埋め込み(embedded)に要注意というお話です。あるいは、GolangもC++のようなゼロオーバーヘッドを目指していると考えれば腑に落ちるよね、的な。

Goはオブジェクト指向言語っぽく使うことができます。次のような機能を提供しています。


  • interfaceを使ったコーディング

  • 埋め込み(embedded)を使った実装継承

インタフェースは次のような感じです。

// ポニーは歩ける

type Pony interface {
Walk()
}

// アースポニーも歩けるので、Ponyインタフェースに渡せる
type EarthPony struct {
}

func (ep *EarthPony) Walk() {
fmt.Println("歩くよ")
}

インタフェースはメソッド宣言しかかけません。実装は書けません。でも、定義されたメソッドを持てば、それはすべて「これの仲間だ」という感じで扱えます。上記の例だと、「Walk」というメソッドさえ持てばPonyとみなせる、という感じです。ダックタイピングですね。

埋め込みは次のような感じです。

// ペガサスはアースポニーの上位互換

type Pegasus struct {
EarthPony
}

func (u *Pegasus) Fly() {
fmt.Println("飛ぶよ")
}

func (u *Pegasus) Walk() {
u.Fly() // 歩けと言われても、ペガサスは飛ぶよ!
}

変数名のないメンバー変数みたいな感じで書きます。実体としては次のように動作します。


  • EarthPonyという構造体をEarthPonyという同名のメンバー変数として子供に持っているのと同じ

  • 変数名なしで、Pegasusの直接のメンバーとしてEarthPonyのメンバーにアクセスできる

  • 明示的に親クラスのメソッド実装を呼び出す必要があれば、EarthPonyという名前の変数に入っていると考えて使える(u.EarthPony.Walkみたいに)

どちらかというと、後者のメリットが強く感じられるため、前者は普段あまり強く意識をする必要はありません。でも、オブジェクト指向的な型が複雑な木構造の様子を呈し始めた時にGoは突然牙をむきます。

上位構造体のEarthPonyにメンバーメソッドを追加します。ついでに、EarthPony(≒Ponyインタフェースを完備した)をEmbedした構造体は走れるはずなので、Ponyインタフェースにも追加します。

// ポニーは歩けるし、走れるよ

type Pony interface {
Walk()
Sprint()
}

// 走るよ!走るのは歩くのを3倍ぐらい頑張ってるよ
func (ep *EarthPony) Sprint() {
ep.Walk()
ep.Walk()
ep.Walk()
}

この状態でペガサスを走らせたらどうなるでしょうか?Javaなどのオブジェクト指向言語に慣れた方は「Walkは子クラスでオーバーライドされたのだから、走れと言われたら3回飛ぶに違いない」と思われるでしょう。でも違います。3回歩きます。

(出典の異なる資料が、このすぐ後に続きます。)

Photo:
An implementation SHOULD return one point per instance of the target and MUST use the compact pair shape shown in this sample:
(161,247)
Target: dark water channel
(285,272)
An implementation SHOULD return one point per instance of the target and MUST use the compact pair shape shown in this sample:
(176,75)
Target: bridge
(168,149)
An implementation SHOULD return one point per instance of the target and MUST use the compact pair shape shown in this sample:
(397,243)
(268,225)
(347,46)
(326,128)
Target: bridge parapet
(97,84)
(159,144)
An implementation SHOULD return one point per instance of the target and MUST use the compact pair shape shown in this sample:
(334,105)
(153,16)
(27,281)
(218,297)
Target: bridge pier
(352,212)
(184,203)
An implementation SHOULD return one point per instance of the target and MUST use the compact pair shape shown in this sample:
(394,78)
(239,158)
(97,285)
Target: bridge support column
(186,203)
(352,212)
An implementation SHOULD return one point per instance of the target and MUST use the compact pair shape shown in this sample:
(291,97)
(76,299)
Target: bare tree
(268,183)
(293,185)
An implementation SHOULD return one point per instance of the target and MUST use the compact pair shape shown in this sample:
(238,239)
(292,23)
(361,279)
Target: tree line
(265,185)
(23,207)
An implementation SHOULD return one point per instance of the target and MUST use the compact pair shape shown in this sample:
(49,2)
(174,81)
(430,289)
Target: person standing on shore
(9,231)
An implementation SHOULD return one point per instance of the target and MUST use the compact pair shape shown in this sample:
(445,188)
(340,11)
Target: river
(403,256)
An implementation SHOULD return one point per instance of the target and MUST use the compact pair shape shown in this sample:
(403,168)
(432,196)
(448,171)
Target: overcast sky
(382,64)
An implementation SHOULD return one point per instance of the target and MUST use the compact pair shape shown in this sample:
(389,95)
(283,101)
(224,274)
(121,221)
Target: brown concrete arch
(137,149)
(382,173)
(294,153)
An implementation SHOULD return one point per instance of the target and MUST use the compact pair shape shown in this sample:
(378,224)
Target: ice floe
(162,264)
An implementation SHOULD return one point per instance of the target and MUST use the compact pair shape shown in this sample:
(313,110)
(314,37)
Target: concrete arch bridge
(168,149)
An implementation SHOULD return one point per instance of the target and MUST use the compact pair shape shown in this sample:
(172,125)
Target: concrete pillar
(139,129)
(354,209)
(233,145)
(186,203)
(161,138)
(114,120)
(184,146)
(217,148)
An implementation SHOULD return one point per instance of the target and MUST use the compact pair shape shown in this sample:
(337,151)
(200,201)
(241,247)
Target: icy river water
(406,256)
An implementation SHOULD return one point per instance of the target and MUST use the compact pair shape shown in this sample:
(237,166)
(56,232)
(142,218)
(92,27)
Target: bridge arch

Golangはどちらかというと性格はC++似なところもあるようです。C++はさんざん文句を言われたりしながらも一部に熱狂的なファンを生み、使われ続けているには理由があって、それは一途にパフォーマンス重視なところです。オブジェクト指向のポリモーフィズムを実現するには、常に「自分が誰か?」を問うて、適切なメソッドを呼び出す必要があります。具体的には、関数ポインタテーブルを毎回参照して呼ぶ関数を決定する必要があるということです。C++は違います。例えJavaやRubyな人に散々Disられても、C++が一番大事にしていることは「ゼロオーバーヘッド」です。C言語よりも遅くちゃいけないんです。「このメソッドはオーバーライドするかもしれないよ?(virtual宣言)」があるまでは、なるべく呼び出し先のメソッドは静的にジャンプアドレスを固定しようとします。

Golangも基本的にそのような思想のようです。相手が決まっている場合は、インタフェースとか関係ありません。埋め込みはあくまでも「名前なしでアクセスできるメンバー変数」というシンタックスシュガーと考えるべきです。「自分の型が決定できない」ということがないかぎりは、「名前による参照」は発生しません。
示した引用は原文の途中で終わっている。